A few weeks back, we looked at essential nutrients. Did you know, however, that there are also many nonessential nutrients, called accessory nutrients or cofactors?  They are just as important to health because they work in harmony with the essential nutrients to aid in the breakdown and conversion of food into cellular energy and also help support the body’s physical and mental functions.

Some of the accessory nutrients include B-complex cofactors choline and inositol, as well as coenzyme Q10 (a close relative of the B vitamins) and lipoic acid.

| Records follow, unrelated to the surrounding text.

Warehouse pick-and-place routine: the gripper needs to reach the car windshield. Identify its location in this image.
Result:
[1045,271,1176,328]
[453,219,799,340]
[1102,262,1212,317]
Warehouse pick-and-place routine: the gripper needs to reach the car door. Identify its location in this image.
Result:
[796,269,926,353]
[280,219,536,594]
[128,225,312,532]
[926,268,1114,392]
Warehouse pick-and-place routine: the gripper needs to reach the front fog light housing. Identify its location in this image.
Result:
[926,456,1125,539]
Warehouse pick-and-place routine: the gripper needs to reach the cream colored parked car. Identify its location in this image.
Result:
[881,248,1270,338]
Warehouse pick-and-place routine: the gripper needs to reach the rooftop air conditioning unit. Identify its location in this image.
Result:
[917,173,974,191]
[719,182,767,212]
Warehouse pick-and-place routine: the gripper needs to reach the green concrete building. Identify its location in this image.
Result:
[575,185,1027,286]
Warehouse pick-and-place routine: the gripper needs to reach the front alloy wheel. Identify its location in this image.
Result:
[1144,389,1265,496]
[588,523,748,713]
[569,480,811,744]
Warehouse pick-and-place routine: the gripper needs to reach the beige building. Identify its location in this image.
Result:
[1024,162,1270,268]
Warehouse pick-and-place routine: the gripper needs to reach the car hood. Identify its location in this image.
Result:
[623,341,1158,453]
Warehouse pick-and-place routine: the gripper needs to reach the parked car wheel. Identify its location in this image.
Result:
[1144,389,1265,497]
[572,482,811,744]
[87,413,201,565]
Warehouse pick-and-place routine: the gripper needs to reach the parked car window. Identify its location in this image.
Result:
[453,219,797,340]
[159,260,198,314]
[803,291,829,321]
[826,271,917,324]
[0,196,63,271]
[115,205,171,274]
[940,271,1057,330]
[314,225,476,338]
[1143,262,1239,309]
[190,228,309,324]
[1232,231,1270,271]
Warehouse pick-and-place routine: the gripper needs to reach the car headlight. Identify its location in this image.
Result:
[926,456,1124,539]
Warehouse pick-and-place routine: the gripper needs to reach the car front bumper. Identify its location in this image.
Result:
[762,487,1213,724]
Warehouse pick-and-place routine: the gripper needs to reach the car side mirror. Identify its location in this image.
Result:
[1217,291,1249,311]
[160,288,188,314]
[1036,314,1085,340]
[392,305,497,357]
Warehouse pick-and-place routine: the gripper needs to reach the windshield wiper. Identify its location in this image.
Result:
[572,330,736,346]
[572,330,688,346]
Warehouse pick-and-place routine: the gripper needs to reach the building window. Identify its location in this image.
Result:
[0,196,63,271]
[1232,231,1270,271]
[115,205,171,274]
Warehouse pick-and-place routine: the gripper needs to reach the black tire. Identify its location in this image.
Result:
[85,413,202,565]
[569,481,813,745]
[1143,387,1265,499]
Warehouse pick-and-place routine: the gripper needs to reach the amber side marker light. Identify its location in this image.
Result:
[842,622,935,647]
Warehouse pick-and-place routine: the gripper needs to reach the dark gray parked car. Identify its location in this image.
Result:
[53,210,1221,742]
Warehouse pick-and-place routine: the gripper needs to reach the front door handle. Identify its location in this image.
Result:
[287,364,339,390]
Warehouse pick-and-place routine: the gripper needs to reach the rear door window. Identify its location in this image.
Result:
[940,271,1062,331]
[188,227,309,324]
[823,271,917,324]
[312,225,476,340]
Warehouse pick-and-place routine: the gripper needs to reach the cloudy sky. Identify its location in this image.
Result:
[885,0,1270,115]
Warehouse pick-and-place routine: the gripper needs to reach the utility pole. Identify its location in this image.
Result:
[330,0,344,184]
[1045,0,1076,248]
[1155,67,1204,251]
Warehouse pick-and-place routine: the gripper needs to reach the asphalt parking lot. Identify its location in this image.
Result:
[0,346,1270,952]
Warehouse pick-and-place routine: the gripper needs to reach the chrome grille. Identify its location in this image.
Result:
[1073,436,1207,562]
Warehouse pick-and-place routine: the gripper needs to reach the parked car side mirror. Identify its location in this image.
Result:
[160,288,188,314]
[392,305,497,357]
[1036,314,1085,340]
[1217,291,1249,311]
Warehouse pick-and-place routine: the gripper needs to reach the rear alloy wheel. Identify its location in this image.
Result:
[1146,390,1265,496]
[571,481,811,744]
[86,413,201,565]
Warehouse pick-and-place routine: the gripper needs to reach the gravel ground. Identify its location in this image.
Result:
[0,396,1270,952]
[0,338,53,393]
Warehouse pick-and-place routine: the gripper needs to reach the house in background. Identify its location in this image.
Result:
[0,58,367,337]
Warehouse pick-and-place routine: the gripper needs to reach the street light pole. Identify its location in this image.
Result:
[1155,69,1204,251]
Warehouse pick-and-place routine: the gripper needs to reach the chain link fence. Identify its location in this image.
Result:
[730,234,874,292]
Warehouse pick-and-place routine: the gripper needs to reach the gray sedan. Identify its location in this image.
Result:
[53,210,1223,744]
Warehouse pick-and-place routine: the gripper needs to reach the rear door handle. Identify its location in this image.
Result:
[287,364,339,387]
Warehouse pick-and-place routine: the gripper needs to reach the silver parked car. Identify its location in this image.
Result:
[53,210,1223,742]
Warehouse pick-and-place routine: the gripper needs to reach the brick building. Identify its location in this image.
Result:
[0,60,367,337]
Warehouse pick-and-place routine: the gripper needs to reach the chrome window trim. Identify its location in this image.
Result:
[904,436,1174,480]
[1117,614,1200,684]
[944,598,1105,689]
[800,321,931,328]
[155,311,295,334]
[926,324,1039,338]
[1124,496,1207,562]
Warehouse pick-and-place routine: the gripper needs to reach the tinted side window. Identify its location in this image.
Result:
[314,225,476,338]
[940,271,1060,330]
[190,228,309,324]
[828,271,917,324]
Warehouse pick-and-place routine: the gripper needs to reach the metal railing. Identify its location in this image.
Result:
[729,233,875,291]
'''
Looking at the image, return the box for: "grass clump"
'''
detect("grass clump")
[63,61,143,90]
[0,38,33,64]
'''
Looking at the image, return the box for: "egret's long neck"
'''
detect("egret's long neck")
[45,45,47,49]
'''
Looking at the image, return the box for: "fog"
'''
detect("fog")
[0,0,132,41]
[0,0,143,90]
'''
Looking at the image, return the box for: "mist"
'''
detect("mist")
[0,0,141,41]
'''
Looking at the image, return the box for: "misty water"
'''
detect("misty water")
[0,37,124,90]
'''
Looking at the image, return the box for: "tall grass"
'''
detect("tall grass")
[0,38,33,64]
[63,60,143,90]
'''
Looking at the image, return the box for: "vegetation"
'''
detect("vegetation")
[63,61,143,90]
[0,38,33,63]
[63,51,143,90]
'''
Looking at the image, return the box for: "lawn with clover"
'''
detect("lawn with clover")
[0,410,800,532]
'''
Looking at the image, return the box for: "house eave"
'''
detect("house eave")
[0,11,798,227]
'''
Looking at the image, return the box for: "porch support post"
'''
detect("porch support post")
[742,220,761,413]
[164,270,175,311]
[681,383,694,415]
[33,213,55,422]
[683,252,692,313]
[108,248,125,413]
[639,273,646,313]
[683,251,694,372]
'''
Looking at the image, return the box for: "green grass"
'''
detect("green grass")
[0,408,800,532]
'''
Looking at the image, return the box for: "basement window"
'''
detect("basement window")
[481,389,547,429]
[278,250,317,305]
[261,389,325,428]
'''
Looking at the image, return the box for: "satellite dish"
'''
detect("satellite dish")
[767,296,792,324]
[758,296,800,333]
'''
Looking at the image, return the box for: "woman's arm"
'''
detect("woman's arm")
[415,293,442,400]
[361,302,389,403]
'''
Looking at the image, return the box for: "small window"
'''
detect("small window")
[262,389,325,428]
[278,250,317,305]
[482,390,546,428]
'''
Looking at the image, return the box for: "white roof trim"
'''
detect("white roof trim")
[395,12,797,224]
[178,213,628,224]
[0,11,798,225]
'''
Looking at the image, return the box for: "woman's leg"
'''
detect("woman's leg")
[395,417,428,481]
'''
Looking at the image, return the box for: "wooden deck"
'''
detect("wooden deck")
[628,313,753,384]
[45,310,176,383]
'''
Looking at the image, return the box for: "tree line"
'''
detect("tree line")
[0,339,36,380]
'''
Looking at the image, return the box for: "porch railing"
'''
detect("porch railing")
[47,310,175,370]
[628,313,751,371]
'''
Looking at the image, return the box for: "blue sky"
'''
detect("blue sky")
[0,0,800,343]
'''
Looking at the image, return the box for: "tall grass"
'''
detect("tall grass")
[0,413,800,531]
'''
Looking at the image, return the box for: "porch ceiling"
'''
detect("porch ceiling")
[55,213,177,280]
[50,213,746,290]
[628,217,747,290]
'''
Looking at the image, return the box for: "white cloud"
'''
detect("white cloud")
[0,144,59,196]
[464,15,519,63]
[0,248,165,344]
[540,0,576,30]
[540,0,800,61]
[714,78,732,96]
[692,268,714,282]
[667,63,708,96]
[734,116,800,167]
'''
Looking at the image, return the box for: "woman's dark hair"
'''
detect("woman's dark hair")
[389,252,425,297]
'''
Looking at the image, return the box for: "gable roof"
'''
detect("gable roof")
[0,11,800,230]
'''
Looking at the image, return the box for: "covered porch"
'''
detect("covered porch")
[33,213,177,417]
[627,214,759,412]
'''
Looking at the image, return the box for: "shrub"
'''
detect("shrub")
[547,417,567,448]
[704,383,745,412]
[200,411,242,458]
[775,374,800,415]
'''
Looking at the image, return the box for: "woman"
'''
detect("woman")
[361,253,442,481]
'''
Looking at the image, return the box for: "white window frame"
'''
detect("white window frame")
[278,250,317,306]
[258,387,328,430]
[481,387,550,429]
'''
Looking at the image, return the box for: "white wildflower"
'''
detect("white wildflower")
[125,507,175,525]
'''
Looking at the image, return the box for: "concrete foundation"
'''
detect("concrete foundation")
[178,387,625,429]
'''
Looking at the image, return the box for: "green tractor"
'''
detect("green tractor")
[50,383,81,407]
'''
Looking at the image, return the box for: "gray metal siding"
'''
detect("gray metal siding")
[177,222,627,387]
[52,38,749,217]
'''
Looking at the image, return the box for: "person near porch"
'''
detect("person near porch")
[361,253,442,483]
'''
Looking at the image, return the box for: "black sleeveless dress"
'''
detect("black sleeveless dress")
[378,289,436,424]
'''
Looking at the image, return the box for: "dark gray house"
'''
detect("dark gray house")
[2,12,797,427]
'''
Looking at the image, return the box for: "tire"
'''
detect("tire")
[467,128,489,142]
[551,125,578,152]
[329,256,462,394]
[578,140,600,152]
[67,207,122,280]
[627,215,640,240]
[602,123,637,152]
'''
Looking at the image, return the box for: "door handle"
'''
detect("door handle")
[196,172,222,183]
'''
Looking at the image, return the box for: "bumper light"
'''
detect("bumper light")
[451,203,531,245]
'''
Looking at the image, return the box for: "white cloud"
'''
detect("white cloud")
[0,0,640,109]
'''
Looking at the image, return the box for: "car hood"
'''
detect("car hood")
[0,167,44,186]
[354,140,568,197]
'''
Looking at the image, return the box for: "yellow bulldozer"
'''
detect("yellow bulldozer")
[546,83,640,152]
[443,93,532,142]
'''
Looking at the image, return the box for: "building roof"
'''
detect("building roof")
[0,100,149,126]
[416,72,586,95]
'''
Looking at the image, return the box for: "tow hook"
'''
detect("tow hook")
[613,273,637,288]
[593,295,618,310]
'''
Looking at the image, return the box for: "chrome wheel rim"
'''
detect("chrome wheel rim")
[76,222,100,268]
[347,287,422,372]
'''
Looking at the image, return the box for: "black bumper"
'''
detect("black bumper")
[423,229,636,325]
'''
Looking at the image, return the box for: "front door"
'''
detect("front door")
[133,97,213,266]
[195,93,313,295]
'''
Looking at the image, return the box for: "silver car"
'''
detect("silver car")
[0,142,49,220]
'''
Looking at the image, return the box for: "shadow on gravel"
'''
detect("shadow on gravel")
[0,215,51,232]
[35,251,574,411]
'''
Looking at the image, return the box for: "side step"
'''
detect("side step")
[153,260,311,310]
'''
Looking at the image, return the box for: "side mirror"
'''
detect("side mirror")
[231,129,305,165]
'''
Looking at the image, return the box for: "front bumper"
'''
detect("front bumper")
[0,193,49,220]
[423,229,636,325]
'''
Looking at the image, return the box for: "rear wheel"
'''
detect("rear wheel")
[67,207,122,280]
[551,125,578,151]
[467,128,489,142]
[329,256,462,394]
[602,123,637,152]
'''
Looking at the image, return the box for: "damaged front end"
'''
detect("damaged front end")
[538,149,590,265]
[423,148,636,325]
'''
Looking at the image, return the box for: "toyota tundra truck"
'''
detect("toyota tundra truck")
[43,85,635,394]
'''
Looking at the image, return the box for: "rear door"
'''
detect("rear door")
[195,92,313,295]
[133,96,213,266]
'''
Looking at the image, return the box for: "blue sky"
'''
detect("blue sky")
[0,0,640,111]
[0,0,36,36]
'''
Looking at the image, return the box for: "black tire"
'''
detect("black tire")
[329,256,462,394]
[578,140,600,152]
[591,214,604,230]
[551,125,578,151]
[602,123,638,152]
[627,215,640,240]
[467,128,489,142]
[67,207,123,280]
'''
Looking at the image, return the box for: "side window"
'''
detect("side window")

Other accessory nutrients that increase health benefits include PABA (para-aminobenzoic acid) and substance P (bioflavonoids), which work with vitamin C.  Certain amino acids are also considered nonessential because they can be synthesized by the body from the essential amino acids. These include alanine, carnitine, cysteine, glutamine, taurine, and tyrosine. 

And let’s not forget enzymes…Enzymes are specialized living proteins fundamental to all living processes in the body, necessary for every chemical reaction and the normal activity of our organs, tissues, fluids, and cells. Metabolic enzymes are essential for the production of energy required to run cellular functions and also assist in clearing the body of toxins.

Enzymes involved in digestion include salivary enzymes, which are responsible for predigestion in the mouth and stomach, and pancreatic enzymes, which carry on digestion in the intestines. And it’s important to note that the primary digestive enzymes include protease (digests proteins), amylase (digests carbohydrates), lipase (digests fats), cellulase (digests fiber), and disaccharidase (digests sugars). 

In addition, the body contains an estimated several trillion beneficial bacteria comprising over 400 strains, all necessary for health. Many of these “friendly” bacteria, also called probiotics, reside in the intestines, where they are essential for proper nutrient assimilation. Among the more well-known of these are Lactobacillus acidophilus and Bifidobacteria.

Whew…that’s a lot of accessory nutrients that work in harmony with the essential nutrients.

Both, however, are needed and, consequently, make for a great team. In fact, you might say they help complete your dietary puzzle.


This information is intended for educational and informational purposes only. It should not be used in place of an individual consultation or examination or replace the advice of your health care professional and should not be relied upon to determine diagnosis or course of treatment.